Somebody to Love

Somebody to Love.mov from St Stephen’s & St Wulstan’s on Vimeo.

18 June 2021

Perhaps a song by the rock group Queen is not the most likely source of spiritual inspiration.  Especially as lead singer Freddie Mercury openly expresses the struggles and longings of his bisexuality, perhaps against the background of his Zoroastrian upbringing.  Nevertheless, with those caveats, I can’t help feeling that he is on to something.
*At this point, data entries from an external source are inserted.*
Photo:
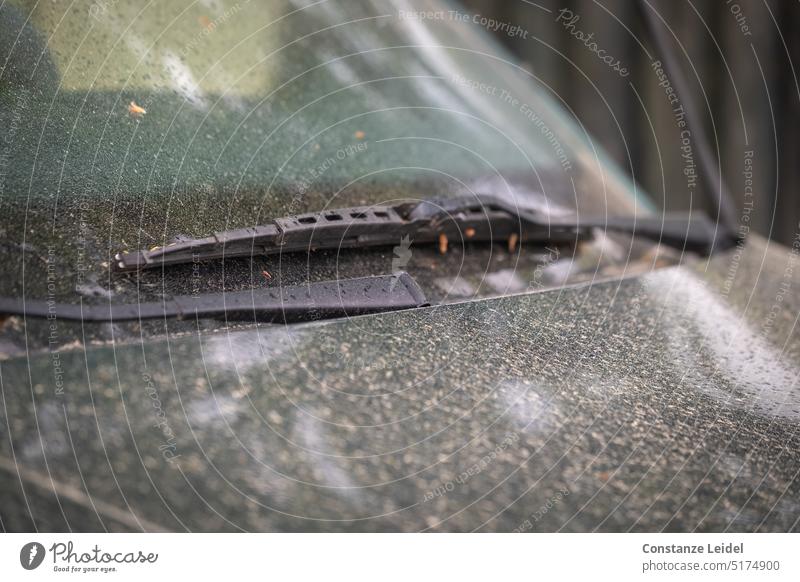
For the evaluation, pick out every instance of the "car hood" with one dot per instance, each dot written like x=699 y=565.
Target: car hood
x=665 y=401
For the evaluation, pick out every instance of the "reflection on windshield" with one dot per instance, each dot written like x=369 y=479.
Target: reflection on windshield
x=126 y=125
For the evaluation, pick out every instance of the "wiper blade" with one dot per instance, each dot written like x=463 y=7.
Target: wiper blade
x=290 y=304
x=474 y=218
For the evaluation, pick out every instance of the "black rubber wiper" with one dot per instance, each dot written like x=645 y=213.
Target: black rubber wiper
x=315 y=301
x=475 y=218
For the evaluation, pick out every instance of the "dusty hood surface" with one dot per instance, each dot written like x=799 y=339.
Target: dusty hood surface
x=667 y=401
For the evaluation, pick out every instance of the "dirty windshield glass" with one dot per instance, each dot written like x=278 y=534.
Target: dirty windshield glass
x=126 y=124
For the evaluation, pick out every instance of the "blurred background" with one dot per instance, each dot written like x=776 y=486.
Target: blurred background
x=738 y=58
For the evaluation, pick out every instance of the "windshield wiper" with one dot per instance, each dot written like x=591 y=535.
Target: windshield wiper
x=311 y=302
x=473 y=218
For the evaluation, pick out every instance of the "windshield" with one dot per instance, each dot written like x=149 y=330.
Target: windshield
x=127 y=125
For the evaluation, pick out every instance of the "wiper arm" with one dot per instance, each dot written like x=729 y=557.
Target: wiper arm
x=475 y=218
x=342 y=298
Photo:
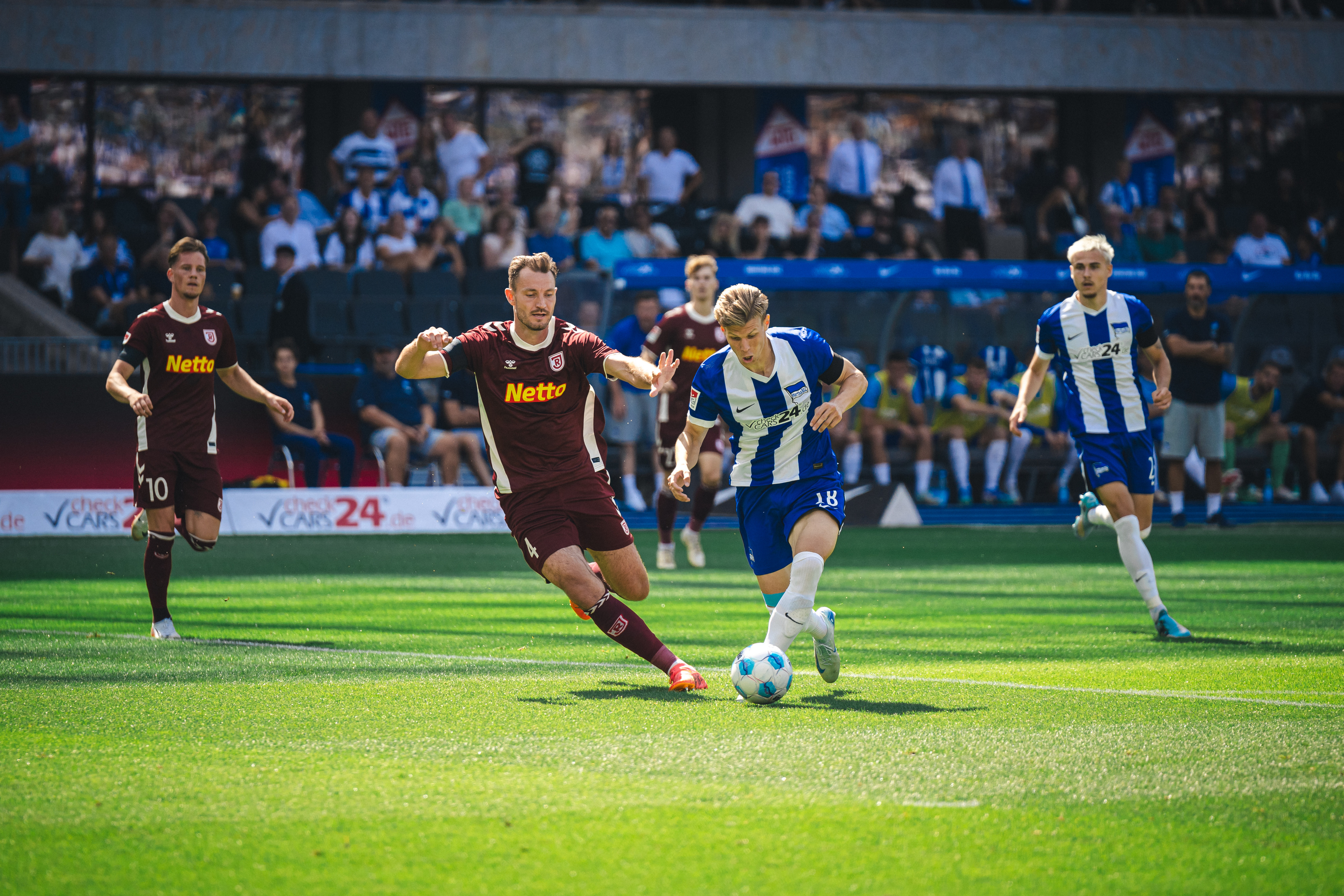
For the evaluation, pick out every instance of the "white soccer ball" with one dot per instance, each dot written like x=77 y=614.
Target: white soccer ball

The song begins with a haunting plea: “Can anybody find me somebody to love?”  It ends with the repetition, over and over like a drumbeat: “Find me somebody to love.”  I checked the lyrics, and I kept expecting it to say, somewhere, “Find me somebody to love me.”  After all, isn’t that our instinctive desire, that we want to be loved, that we need someone to love us?  But no, it’s consistently “somebody to love.”

It reminds me of something I read in a book about dealing with depression, in which the author asks the person suffering from depression, “Is there any reason to think that the commandment to love your neighbour no longer applies to you?”  It sounds brutal.  He was getting at our tendency to excuse ourselves from the command to love others.  Surely, if anyone gets a free pass, it must be the person struggling with depression?  But no.

What if we have been made by a God who is love, not only to be loved by him (and to know we are) and to be loved by others, but to love others ourselves?  On a purely practical basis, someone has to give love if anyone is to receive it!  But what if it is part of what it means to be truly human, truly reflecting God’s image?  Surely that is what it means to be like God?  To love and be loved.

I can testify that many is the time when, feeling sorry for myself, I have been most helped by doing something for somebody else.  Perhaps love is the best therapy after all!  I’m sure it’s one of the reasons God puts us in families: to learn love.  They show us love, and they teach us to love others – or they should.  And the church family does the same.  It’s one of the reasons why it’s not good for us to be alone, watching online.  Meeting together gives us dozens of tiny opportunities to love others.

Jesus told his disciples, “As the Father has loved me, so have I loved you.  Now remain in my love.”  And then, “Love each other as I have loved you.”  He wants us to know that we are loved by the Father and the Son – truly, madly, deeply – and that we are now to show the same love to one another.  We have much to learn on both counts.

Father, help me to grasp just a little more of how much you love me, and help me to want to love others, and to do it.  Amen.